Wird auf dem Rücken der Kultur also Symbolpolitik betrieben, und der zuständige Senator schaut zu? Die Lesart kommt einem ein bisschen wohlfeil und unterkomplex vor, aber so funktioniert Politik manchmal. Seht her, ruft die Regierungskoalition aus CDU und SPD in Richtung ihrer jeweiligen Klientel, das Anwohnerparken bleibt so günstig wie in keiner anderen deutschen Großstadt (20,40 Euro für zwei Jahre), dafür fällt das 29-Euro-Ticket leider weg und der kostenfreie Museumssonntag auch und die Service GmbH für die Musikschulen, und viele Radwege werden rückabgewickelt oder dem sanften Verfall überlassen. Die Wählerschaft hat es schließlich so gewollt.

„Opferkonkurrenz“, nennt Chialo das, anfangen kann er damit nichts.

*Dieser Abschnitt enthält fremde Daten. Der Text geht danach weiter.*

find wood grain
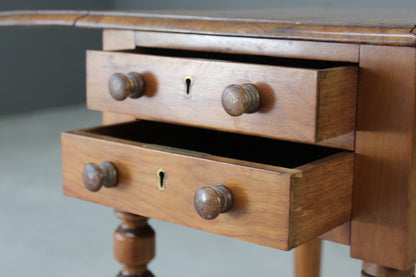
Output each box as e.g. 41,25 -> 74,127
0,10 -> 87,26
75,9 -> 416,46
86,51 -> 357,147
316,66 -> 358,141
290,151 -> 353,247
1,9 -> 415,46
294,239 -> 322,277
351,46 -> 416,271
131,31 -> 359,63
61,125 -> 353,250
362,262 -> 415,277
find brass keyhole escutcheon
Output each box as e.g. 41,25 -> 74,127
183,76 -> 193,97
157,169 -> 166,191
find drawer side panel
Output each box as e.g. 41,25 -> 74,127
316,67 -> 358,141
290,152 -> 354,248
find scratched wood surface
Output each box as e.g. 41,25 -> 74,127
1,9 -> 415,46
101,29 -> 359,62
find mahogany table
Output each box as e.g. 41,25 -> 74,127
1,8 -> 416,277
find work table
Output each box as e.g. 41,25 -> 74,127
1,8 -> 416,277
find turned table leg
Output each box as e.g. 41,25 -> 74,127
114,210 -> 155,277
362,262 -> 415,277
294,239 -> 322,277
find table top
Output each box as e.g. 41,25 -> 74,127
0,9 -> 415,46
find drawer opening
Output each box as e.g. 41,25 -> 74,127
84,120 -> 342,168
122,46 -> 356,70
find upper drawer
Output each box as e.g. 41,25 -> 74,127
62,120 -> 353,250
86,51 -> 358,147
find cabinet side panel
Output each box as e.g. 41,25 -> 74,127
407,49 -> 416,269
351,45 -> 416,270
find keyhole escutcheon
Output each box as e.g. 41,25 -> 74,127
184,76 -> 193,97
157,169 -> 166,191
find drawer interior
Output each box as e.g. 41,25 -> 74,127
64,120 -> 353,249
129,46 -> 355,69
86,120 -> 342,168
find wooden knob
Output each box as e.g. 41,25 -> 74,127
194,185 -> 233,220
108,72 -> 144,101
222,83 -> 260,116
82,161 -> 118,192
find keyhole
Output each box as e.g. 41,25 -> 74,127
184,76 -> 193,97
157,169 -> 166,191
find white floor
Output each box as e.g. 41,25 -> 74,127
0,104 -> 361,276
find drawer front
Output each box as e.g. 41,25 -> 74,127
62,122 -> 353,250
86,51 -> 357,146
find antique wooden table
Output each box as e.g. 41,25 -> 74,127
1,8 -> 416,277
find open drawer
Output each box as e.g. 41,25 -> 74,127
87,50 -> 358,148
62,120 -> 353,250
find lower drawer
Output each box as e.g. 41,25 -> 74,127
61,120 -> 353,250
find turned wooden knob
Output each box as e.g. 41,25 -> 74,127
194,185 -> 233,220
108,72 -> 144,101
222,83 -> 260,116
82,161 -> 118,192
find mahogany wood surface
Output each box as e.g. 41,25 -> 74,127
61,123 -> 353,250
316,65 -> 357,141
351,46 -> 416,271
291,151 -> 353,246
294,239 -> 322,277
114,210 -> 155,277
131,31 -> 360,63
362,262 -> 415,277
1,9 -> 416,46
86,50 -> 357,147
0,10 -> 87,26
102,29 -> 360,63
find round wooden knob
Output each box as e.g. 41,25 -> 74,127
82,161 -> 118,192
222,83 -> 260,116
108,72 -> 144,101
194,185 -> 233,220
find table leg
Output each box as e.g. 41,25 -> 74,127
294,239 -> 322,277
362,262 -> 415,277
114,210 -> 155,277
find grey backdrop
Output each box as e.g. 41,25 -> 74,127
2,1 -> 416,115
0,0 -> 111,115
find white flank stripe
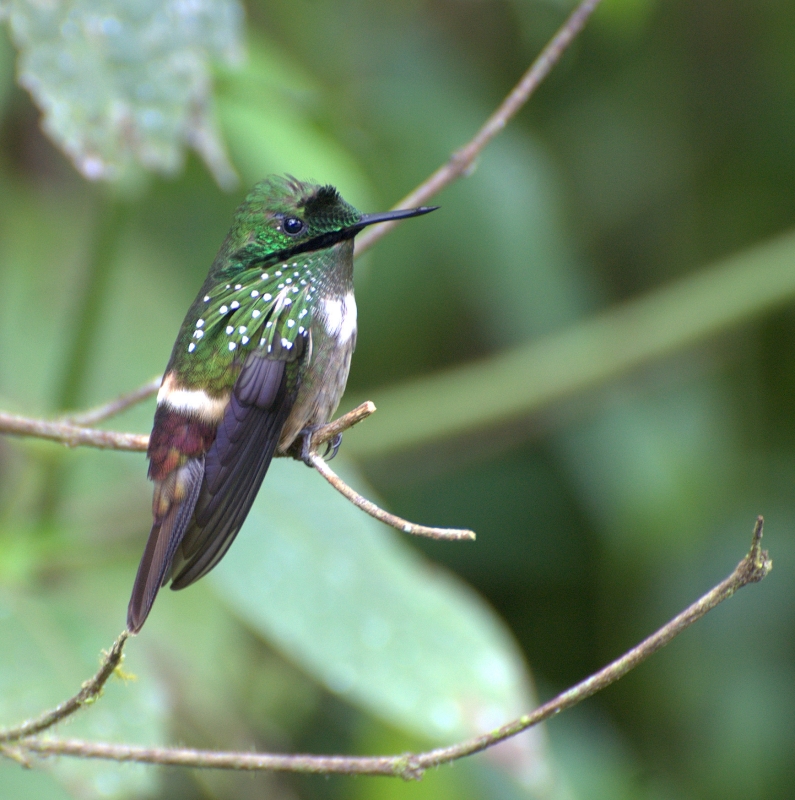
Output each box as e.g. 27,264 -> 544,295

Das geht bei ihm so weit, dass er bisweilen mehr den anderen Ressorts das Wort zu reden scheint als seinem eigenen. Politisch seien Schwerpunkte gesetzt worden, betont er, auf Bildung, innere Sicherheit und Soziales. „Jeder Kulturliebhaber hat vielleicht ein Kind, das zur Schule geht, jeder Kulturliebhaber möchte nach dem Theaterbesuch sicher nach Hause gehen. Und vielleicht ist die Großmutter in einer sozialen Einrichtung, in der sie gepflegt wird.“ Es sei Konsens, dass diese Bereiche geschützt werden müssten. Aber gibt es denn auch ein Bekenntnis zur Kultur, so etwas wie Rückendeckung oder gar Stolz, was die Kürzungen wenigstens psychologisch verschmerzbarer machte?

Es trifft ja nicht alle gleich. Große Institutionen wie die Opernstiftung können dank Rücklagen gewisse Effekte abfedern, kleine Häuser hingegen stehen schnell vor dem Aus, und teils privat finanzierten, hervorragend besuchten Theatern wie der Schaubühne oder dem Berliner Ensemble droht die Insolvenz. Vom Schicksal der Komischen Oper ganz zu schweigen, deren Stammhaus an der Behrenstraße gerade renoviert wird und nun einen Baustopp auferlegt bekommen hat, der mindestens 250 Millionen Euro zusätzlich kosten wird. Verrückt.